4. Obedience training. For dogs, spend 10-15 minutes each night teaching your new dog the basics. Sit, down, stay, wait and come. There are many YouTube videos that you can watch for guidance. Incorporate the family into these training sessions so your new dog listens to everyone. It does not matter the age.

For cats, they can get a little aggressive when playing, so if this happens walk away and stop the play. If they are on an elevated surface (bed, couch, etc.) put them on the ground. Eventually they will learn that play stops when they misbehave.

5. Keep them active and healthy. Once your pets have all their vaccines take them on walks. It’s great for all of us to get exercise as well as them. If your pet didn’t come with their full series of shots, there are many low-cost vaccine clinics around.

6. Establish a routine. What was your daily routine prior to COVID-19? What will your routine be like when we return to “normal?” Make sure to have a plan for your new pet. My dog currently can be left out of his crate for no longer than 4 hours, but beyond than he gets crated. This is for his safety, so he doesn’t get into things he is not supposed to.
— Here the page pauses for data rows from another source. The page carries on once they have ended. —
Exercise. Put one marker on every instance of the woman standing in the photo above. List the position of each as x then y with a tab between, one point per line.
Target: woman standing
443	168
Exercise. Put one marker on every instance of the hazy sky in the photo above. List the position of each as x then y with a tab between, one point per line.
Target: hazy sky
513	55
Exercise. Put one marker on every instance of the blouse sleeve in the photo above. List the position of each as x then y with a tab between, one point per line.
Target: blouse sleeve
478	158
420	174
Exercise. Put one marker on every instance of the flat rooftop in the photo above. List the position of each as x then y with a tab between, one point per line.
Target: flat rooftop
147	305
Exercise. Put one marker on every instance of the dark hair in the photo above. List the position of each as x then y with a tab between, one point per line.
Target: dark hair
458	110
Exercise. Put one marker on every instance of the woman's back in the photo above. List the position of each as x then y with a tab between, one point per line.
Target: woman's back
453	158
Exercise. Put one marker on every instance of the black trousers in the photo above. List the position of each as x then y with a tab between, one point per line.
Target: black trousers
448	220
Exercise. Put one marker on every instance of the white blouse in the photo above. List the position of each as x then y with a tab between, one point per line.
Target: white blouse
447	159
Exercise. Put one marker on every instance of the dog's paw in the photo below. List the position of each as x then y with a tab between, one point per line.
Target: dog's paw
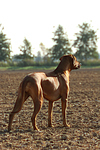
50	125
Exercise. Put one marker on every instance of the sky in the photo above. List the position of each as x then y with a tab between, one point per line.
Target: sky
36	20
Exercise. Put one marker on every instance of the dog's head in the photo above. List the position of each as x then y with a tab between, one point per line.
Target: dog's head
71	61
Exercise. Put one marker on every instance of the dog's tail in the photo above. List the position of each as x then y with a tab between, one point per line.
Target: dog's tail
22	95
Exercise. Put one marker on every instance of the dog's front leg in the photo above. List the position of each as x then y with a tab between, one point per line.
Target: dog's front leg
50	113
64	105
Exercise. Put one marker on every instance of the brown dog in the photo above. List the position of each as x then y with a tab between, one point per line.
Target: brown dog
51	86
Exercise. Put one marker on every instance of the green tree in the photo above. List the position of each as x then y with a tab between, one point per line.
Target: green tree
85	43
62	44
5	46
26	50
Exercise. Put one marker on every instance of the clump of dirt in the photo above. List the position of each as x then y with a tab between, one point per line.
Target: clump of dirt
83	114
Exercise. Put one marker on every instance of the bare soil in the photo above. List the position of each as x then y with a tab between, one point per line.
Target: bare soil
83	114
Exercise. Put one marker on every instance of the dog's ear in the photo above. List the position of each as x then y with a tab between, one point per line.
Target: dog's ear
61	58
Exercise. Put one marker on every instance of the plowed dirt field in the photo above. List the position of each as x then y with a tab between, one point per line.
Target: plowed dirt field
83	114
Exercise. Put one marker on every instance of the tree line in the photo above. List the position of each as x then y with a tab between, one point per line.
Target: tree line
85	46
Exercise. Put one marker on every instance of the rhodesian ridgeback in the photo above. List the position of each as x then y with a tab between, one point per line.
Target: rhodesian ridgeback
51	86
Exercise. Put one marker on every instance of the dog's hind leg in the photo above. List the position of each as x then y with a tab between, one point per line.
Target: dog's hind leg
37	107
38	101
17	107
50	114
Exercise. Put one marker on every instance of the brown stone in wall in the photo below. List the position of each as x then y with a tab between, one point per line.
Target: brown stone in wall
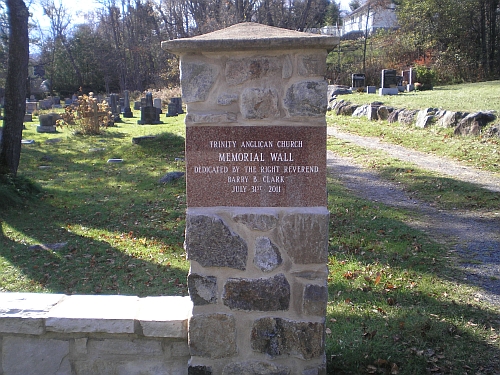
267	256
315	300
271	294
255	368
259	103
210	242
260	222
305	237
197	79
307	98
240	70
311	64
202	289
279	337
212	335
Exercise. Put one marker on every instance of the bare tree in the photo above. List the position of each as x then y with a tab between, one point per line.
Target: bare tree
15	89
60	19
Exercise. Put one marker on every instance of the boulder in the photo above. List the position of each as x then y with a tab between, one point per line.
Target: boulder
394	115
334	90
407	116
473	123
383	113
425	117
492	131
361	111
450	119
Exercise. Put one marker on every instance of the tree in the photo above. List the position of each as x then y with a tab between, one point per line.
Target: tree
15	90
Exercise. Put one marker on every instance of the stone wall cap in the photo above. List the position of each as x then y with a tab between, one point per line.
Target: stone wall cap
251	36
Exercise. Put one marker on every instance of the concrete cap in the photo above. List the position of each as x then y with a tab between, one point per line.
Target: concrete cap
250	36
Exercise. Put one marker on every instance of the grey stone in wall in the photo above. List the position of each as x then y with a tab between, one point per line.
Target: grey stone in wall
450	119
287	71
255	368
320	370
197	80
211	118
260	222
311	65
307	98
202	289
305	237
279	337
259	103
210	242
272	294
407	116
267	256
315	300
241	70
227	99
212	336
311	275
199	370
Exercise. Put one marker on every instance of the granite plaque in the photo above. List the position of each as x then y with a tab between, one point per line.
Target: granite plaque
256	166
Under normal circumstances, there are about 6.5 million companion animals that enter animal shelters nationwide every year, according to estimates from the American Society for the Prevention of Cruelty to Animals (ASPCA). Yet as early as March 15, online foster applications in New York City and Los Angeles saw an approximate 500 percent increase from traditional application numbers, according to an ASPCA spokesperson.

So, what are some of your thoughts on adopting and caring for a new companion?